Published 9 March 2020

Bolsonaro's attitude is unconstitutional and violates the free exercise of the Legislative and Judicial Power.

On March 16, Brazilian deputies will call for the removal of ultra-right-wing president Jair Bolsonaro due to his attempts to provoke an institutional crisis and incite his supporters to close down Congress.

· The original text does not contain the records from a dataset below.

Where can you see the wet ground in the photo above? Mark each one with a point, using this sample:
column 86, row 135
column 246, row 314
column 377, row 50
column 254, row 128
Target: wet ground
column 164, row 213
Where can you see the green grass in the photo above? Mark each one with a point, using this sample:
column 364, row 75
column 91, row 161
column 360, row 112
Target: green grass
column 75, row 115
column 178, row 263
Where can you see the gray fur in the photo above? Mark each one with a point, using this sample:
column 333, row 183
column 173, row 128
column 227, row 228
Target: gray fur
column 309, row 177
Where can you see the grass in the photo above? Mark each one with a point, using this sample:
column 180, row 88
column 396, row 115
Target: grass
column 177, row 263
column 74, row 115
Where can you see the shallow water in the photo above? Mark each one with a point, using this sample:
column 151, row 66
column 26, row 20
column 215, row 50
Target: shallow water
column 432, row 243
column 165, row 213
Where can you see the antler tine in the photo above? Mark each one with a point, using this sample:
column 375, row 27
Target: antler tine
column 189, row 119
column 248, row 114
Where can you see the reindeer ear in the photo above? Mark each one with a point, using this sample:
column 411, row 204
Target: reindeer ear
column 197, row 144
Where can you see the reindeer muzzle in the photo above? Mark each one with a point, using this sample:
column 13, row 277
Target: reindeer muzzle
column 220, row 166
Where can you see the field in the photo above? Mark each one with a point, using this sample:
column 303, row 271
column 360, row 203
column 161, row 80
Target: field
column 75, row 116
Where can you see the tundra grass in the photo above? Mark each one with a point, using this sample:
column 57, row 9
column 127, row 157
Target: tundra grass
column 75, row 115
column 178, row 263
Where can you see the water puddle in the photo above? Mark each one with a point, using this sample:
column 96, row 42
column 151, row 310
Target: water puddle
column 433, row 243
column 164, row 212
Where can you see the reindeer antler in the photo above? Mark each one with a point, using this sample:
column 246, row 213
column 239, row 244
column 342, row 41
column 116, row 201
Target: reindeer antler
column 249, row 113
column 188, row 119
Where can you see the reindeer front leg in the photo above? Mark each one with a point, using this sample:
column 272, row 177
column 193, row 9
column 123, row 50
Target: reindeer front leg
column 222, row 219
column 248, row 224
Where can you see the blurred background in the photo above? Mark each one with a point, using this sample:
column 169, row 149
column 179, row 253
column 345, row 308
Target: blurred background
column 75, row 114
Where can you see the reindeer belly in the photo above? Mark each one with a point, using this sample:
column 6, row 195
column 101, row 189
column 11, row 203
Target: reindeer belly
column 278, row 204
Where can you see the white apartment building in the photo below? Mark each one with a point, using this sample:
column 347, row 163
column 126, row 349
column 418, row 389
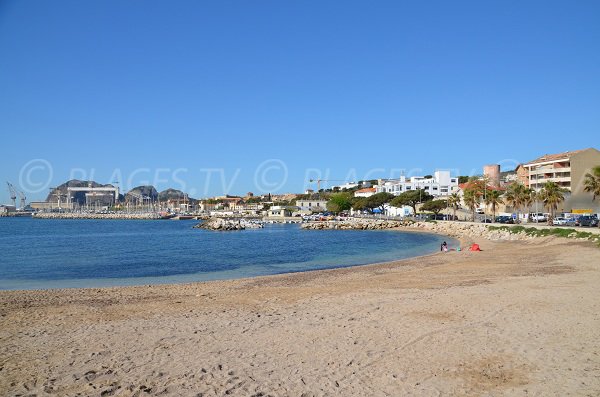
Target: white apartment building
column 441, row 184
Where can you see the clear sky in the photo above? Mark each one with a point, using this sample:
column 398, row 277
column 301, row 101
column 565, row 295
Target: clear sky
column 235, row 96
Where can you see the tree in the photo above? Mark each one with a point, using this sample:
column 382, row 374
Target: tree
column 434, row 206
column 530, row 196
column 378, row 200
column 493, row 198
column 339, row 202
column 471, row 197
column 359, row 204
column 592, row 182
column 454, row 202
column 516, row 196
column 411, row 198
column 552, row 195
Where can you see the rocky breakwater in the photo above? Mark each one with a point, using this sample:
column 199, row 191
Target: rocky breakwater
column 84, row 215
column 468, row 230
column 353, row 224
column 220, row 224
column 452, row 229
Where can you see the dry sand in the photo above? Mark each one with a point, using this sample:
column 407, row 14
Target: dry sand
column 519, row 318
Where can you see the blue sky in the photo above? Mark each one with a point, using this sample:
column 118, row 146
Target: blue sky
column 230, row 97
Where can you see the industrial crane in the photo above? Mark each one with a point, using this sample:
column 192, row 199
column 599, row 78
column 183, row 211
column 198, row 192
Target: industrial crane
column 23, row 199
column 13, row 194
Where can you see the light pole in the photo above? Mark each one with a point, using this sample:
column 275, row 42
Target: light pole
column 484, row 200
column 535, row 197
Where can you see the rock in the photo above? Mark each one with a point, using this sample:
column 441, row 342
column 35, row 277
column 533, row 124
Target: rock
column 220, row 224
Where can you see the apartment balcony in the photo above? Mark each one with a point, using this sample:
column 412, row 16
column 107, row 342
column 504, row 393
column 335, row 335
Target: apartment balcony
column 549, row 169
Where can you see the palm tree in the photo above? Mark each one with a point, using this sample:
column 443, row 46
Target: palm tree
column 530, row 196
column 493, row 198
column 471, row 198
column 454, row 202
column 516, row 196
column 592, row 182
column 552, row 195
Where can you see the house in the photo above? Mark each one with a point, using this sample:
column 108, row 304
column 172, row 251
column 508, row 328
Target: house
column 568, row 170
column 312, row 205
column 440, row 184
column 366, row 192
column 279, row 212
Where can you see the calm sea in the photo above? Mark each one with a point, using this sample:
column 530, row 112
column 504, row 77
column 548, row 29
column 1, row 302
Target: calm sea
column 36, row 253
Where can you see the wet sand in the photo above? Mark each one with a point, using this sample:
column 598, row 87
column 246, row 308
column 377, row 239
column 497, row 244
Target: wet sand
column 519, row 318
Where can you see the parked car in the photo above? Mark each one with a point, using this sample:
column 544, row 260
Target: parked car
column 587, row 220
column 537, row 217
column 559, row 221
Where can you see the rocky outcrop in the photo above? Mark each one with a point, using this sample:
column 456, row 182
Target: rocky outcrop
column 220, row 224
column 452, row 229
column 467, row 230
column 353, row 224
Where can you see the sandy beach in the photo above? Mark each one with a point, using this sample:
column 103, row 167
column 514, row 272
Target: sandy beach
column 519, row 318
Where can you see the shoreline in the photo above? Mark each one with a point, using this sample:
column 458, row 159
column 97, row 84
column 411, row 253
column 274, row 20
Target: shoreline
column 183, row 282
column 518, row 317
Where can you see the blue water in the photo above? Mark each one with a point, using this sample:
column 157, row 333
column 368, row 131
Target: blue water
column 36, row 253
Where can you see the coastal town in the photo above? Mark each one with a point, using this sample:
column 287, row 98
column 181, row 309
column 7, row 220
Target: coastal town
column 557, row 188
column 303, row 199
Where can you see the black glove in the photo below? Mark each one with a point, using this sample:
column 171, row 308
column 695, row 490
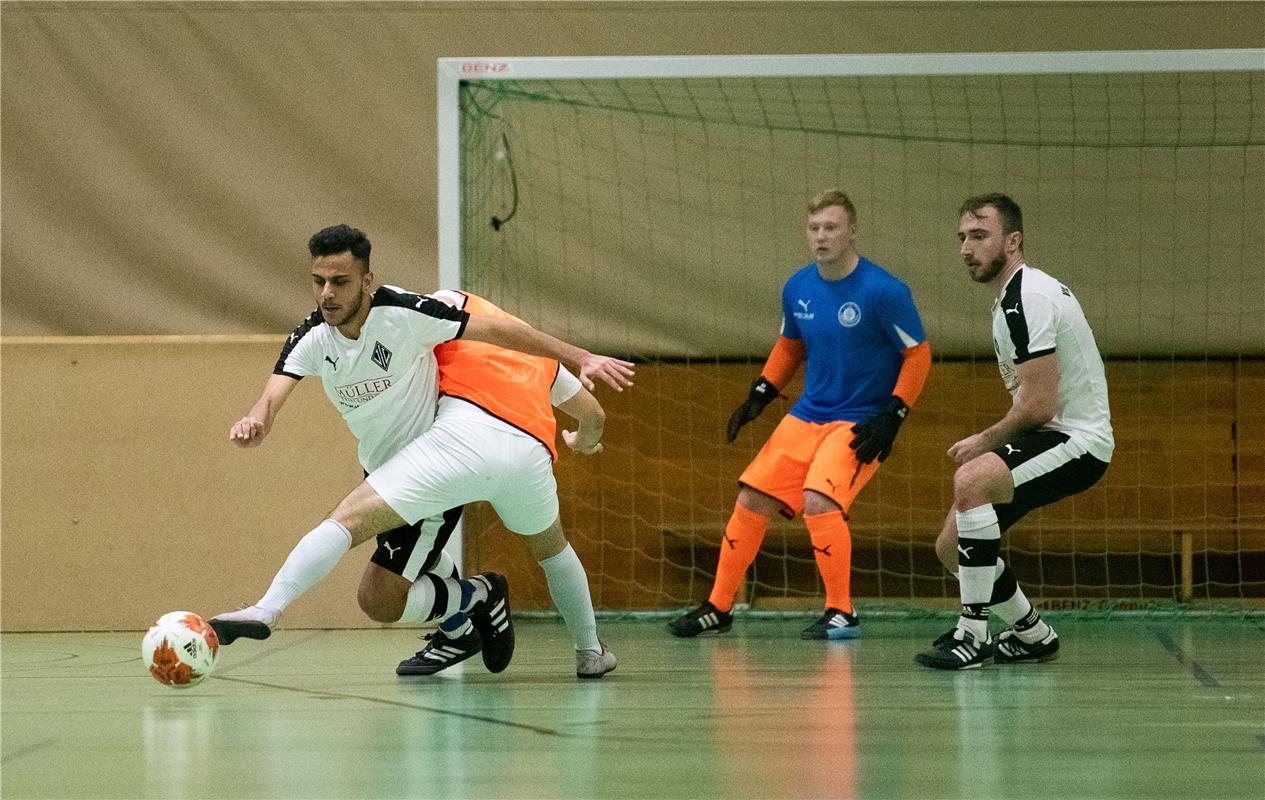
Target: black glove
column 762, row 394
column 874, row 436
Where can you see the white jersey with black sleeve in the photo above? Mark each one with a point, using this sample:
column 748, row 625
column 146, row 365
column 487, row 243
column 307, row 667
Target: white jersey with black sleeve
column 1037, row 315
column 385, row 382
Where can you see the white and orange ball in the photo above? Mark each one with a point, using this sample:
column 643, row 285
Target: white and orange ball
column 181, row 650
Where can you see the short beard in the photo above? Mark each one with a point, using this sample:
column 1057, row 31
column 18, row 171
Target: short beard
column 994, row 268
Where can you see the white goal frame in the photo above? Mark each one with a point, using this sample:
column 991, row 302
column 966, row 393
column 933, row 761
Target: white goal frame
column 450, row 72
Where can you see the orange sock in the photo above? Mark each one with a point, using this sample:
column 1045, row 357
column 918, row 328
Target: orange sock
column 833, row 547
column 738, row 550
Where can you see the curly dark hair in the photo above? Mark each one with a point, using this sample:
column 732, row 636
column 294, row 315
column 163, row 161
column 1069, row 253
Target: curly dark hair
column 1012, row 218
column 339, row 239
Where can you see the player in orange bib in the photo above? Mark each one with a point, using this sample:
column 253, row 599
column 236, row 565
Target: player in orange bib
column 855, row 328
column 373, row 347
column 504, row 401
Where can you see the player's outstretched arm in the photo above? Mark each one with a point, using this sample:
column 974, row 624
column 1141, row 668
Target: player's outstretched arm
column 591, row 422
column 779, row 367
column 512, row 334
column 251, row 429
column 876, row 434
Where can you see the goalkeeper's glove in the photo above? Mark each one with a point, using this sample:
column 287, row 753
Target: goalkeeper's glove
column 762, row 394
column 876, row 434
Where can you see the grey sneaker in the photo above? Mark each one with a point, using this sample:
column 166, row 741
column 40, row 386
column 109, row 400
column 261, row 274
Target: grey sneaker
column 595, row 663
column 1013, row 650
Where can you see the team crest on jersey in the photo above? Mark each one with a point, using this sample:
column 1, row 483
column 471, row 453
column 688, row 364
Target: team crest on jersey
column 849, row 314
column 381, row 356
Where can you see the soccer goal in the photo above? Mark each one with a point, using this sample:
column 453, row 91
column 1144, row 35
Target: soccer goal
column 653, row 208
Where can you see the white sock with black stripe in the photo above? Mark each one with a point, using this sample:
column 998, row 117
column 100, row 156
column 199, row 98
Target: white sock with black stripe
column 978, row 542
column 313, row 558
column 568, row 586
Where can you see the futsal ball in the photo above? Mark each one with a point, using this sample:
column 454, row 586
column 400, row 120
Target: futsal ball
column 181, row 650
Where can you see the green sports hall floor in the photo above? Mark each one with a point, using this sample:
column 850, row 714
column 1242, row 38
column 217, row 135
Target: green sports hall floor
column 1137, row 706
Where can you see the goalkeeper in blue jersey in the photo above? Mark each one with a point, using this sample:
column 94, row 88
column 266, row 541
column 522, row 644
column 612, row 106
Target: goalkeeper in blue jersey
column 858, row 331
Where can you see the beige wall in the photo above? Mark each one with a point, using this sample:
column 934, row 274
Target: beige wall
column 123, row 499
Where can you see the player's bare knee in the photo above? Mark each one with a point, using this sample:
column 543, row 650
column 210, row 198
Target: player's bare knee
column 977, row 481
column 758, row 501
column 547, row 543
column 816, row 503
column 378, row 606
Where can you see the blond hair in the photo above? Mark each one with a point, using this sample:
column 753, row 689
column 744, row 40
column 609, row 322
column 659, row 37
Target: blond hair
column 833, row 196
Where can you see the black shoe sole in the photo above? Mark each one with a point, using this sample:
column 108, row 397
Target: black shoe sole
column 684, row 634
column 230, row 631
column 428, row 668
column 1042, row 658
column 948, row 666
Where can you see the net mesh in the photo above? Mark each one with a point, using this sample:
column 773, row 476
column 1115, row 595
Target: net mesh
column 659, row 218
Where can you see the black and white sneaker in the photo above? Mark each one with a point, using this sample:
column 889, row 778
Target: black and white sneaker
column 491, row 619
column 1013, row 650
column 834, row 624
column 703, row 619
column 440, row 652
column 247, row 623
column 956, row 650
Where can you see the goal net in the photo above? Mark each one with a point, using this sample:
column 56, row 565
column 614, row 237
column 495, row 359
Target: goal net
column 654, row 208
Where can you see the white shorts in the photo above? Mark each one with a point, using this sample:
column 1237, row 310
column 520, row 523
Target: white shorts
column 467, row 456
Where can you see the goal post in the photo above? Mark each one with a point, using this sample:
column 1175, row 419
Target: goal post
column 652, row 206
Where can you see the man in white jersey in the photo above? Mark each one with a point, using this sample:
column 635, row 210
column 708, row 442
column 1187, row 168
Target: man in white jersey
column 375, row 352
column 1054, row 442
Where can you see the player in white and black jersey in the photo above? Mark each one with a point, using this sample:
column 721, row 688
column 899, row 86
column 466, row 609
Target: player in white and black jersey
column 1054, row 442
column 373, row 350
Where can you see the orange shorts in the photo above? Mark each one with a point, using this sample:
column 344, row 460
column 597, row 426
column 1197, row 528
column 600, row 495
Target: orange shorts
column 815, row 456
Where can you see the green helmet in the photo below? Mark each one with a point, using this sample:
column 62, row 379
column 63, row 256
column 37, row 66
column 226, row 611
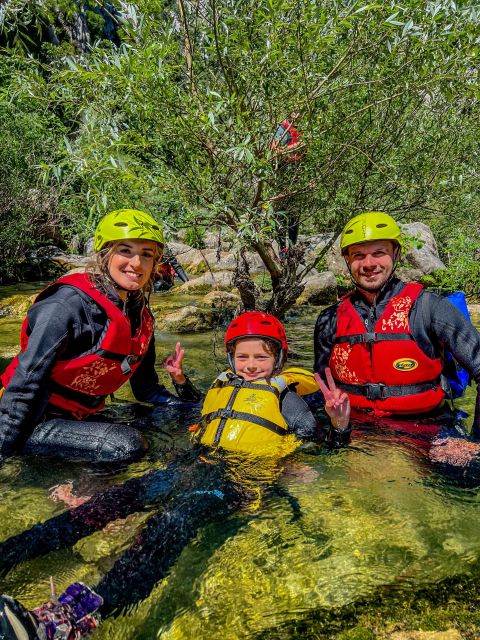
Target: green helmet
column 127, row 224
column 373, row 225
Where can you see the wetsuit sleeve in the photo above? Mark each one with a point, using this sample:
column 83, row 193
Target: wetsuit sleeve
column 147, row 388
column 448, row 327
column 324, row 338
column 51, row 324
column 304, row 425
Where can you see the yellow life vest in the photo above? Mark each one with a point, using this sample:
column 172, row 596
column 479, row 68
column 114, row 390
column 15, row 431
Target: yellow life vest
column 245, row 417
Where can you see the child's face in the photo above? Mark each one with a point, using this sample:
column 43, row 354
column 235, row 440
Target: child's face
column 252, row 361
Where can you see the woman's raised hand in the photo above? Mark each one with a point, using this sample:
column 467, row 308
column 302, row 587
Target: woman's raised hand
column 173, row 364
column 337, row 404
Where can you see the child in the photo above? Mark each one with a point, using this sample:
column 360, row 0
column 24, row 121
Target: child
column 255, row 406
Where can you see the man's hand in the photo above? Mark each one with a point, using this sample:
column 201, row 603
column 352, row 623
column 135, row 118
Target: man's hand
column 337, row 404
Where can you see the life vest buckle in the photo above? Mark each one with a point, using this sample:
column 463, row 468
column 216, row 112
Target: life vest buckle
column 126, row 362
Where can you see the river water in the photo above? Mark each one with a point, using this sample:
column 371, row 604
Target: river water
column 384, row 540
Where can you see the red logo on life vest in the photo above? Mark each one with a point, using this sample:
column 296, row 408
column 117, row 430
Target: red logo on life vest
column 405, row 364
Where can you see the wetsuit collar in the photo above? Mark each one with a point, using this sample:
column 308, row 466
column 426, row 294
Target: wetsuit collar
column 391, row 288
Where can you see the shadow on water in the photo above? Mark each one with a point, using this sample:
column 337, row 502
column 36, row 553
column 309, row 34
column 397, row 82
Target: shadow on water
column 352, row 545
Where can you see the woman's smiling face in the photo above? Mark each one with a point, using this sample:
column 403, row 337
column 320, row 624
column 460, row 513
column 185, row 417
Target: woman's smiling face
column 131, row 264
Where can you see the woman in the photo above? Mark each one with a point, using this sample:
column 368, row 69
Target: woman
column 85, row 335
column 253, row 416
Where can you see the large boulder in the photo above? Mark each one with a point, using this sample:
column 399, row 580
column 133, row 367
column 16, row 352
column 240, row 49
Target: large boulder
column 425, row 259
column 188, row 319
column 320, row 289
column 221, row 300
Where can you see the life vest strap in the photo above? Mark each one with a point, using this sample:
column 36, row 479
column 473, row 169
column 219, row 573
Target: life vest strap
column 381, row 391
column 227, row 414
column 372, row 337
column 85, row 399
column 126, row 360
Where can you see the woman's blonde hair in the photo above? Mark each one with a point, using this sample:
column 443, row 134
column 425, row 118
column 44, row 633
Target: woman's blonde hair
column 100, row 274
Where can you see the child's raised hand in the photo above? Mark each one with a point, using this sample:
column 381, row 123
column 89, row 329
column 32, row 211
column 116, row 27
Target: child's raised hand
column 173, row 364
column 337, row 404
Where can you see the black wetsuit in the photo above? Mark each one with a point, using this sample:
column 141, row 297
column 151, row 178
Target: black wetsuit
column 64, row 325
column 436, row 325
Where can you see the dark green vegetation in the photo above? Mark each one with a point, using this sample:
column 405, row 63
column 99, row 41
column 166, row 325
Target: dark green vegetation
column 172, row 106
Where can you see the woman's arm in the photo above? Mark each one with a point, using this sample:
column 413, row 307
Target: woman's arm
column 22, row 406
column 147, row 388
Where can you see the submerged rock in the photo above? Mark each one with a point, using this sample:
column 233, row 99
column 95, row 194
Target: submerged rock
column 16, row 305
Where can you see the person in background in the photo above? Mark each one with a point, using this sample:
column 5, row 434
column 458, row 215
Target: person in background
column 287, row 149
column 252, row 417
column 385, row 342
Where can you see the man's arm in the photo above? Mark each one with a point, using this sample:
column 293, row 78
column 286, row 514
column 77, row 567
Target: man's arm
column 455, row 333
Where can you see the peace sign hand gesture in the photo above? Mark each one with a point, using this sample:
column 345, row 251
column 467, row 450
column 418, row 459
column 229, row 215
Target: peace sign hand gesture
column 173, row 364
column 337, row 404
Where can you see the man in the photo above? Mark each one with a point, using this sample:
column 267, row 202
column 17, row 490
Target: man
column 385, row 341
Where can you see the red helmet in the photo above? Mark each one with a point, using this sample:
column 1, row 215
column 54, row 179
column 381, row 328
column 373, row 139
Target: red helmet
column 257, row 324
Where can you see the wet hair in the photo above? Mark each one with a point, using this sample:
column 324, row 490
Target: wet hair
column 100, row 274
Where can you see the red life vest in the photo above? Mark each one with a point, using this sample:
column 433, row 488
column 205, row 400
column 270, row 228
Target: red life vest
column 83, row 382
column 385, row 371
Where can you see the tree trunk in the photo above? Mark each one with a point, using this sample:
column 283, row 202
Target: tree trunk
column 80, row 32
column 287, row 287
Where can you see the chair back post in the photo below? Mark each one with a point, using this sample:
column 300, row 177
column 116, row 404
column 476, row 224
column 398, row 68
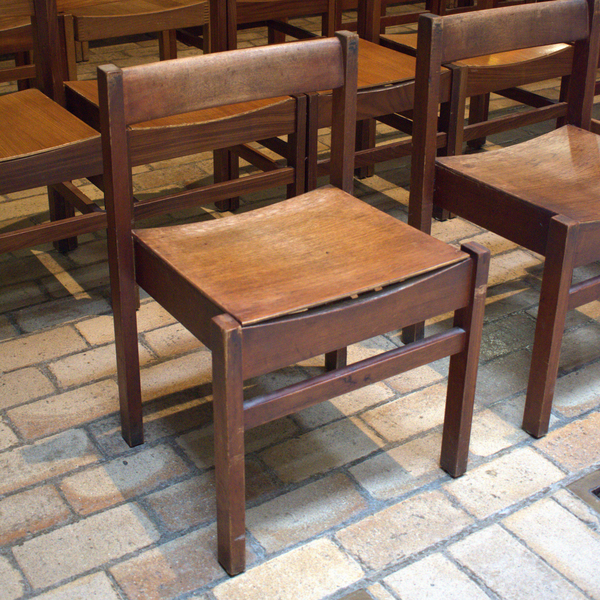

"Bolsonaro intends to lead Brazil into chaos," said congressman Alexandre Frota, referring to messages sent by the president to a large number of people, urging them to join a demonstration in support of the initiative to close down Congress and the Supreme Court.

"The political atmosphere in Brazil is preparing to push for the removal of Bolsonaro. We have legal grounds for it," the congressman from the Brazilian Social Democracy Party Frota warned.

To prepare for the impeachment, the congressman has gathered a team of four lawyers. The first step will be to present the lawsuit at the Chamber of Deputies, on March 16.

"Federal Deputy Alexandre Frota (PSDB-SP) will request the impeachment of Jair Bolsonaro for a liability crime, according to information in the column of Guilherme Amado, from Época magazine. He would have made the request to lawyers after a complaint."

"Bolsonaro's attitude is unconstitutional and violates the free exercise of the Legislative and Judicial Power. That is why, in the lawsuit, we denounce him for crimes for which the President of the Republic is responsible." Frota claimed.

This Saturday Bolsonaro again called on his followers to take to the streets this March 15, this time to support him, "reflecting once again the recklessness of his actions. The congressman meant.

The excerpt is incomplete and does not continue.